8. Additional provisions for specific areas of maintenance and repair services – our terms and conditions apply
- For software that we deliver and/or maintain, the agreements included in the user agreements or in the software licence and software maintenance agreement shall also apply.
9. Applicable law, place of performance, place of jurisdiction
- The law at the domicile of the respective QP company apply to all legal relations between QP and the Customer unless otherwise agreed. The place of performance for our obligations is the domicile of the respective QP Company. The place of jurisdiction for all disputes arising directly or indirectly from the contractual relationship is the domicile of the respective QP company, to the extent it is legally permissible.
- Severability clause: if a provision in these terms and conditions or within the framework of other agreements with the Customer is or becomes invalid, the validity of the remaining provisions or agreements shall remain unaffected. At the same time, the ineffective provision shall be replaced by an effective provision which achieves the economic purpose of the ineffective provision to the extent possible.
10. Data protection / customer information*
- The Customer is required to report modifications to his master data, in particular to contact information and contact persons, without delay.
- Personal data shall be stored by QP and processed and used only in strict compliance with the applicable data protection regulations. We observe the principle of not selling, leasing or making personal data available in another way.
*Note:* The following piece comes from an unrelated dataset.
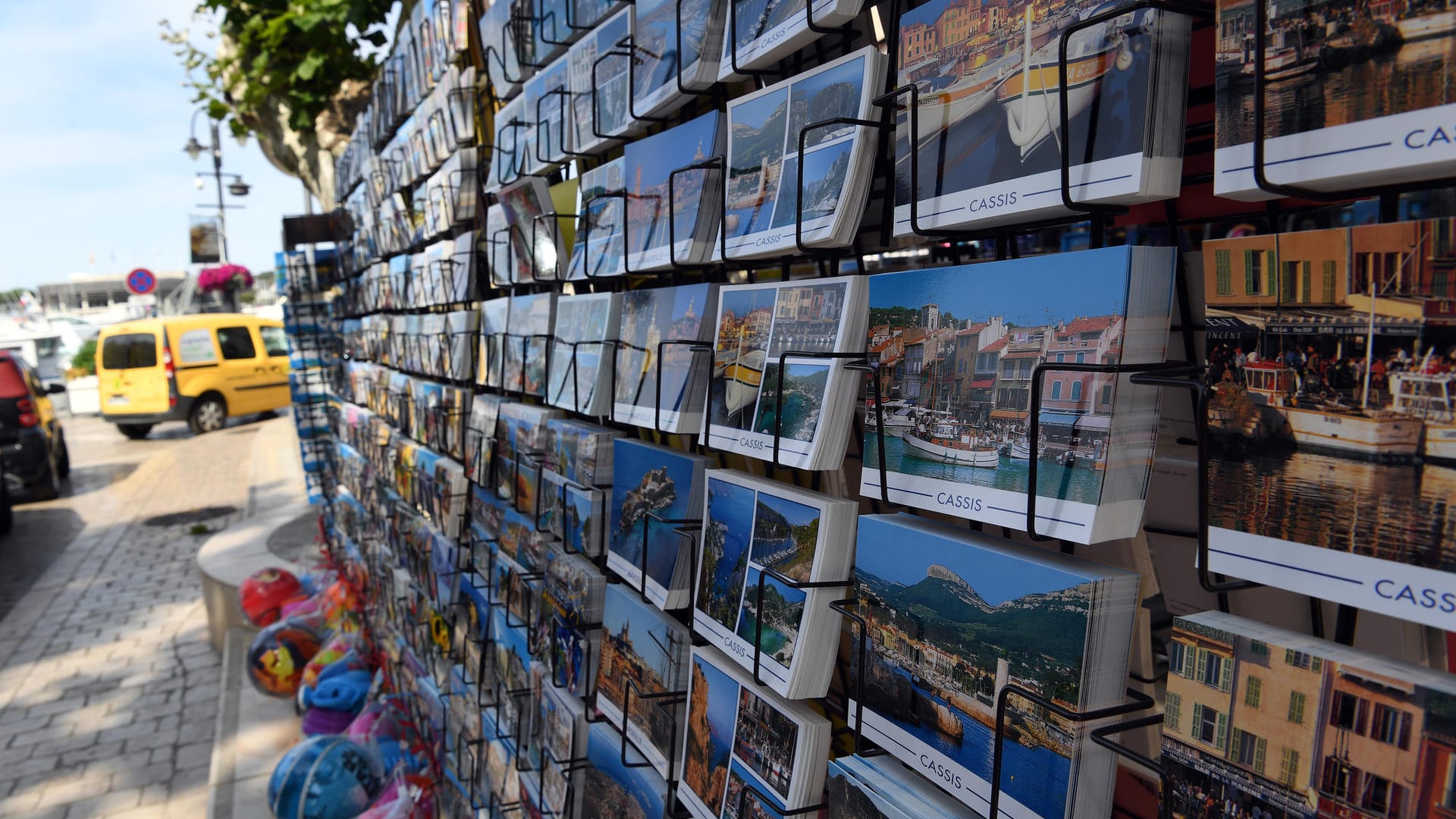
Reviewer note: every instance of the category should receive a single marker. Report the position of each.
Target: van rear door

By cooperating, the Customer declares his willingness to store his data within the framework of the business relationship.
- For the processing of personal data within the scope of a software licensing and user agreement, we refer to the commissioned DPA associated with this and to the corresponding information on data protection.
*Information regarding how Q Point handles personal data may be found in the Data Protection Declaration, the Data Protection Notice and the Cookie Notes.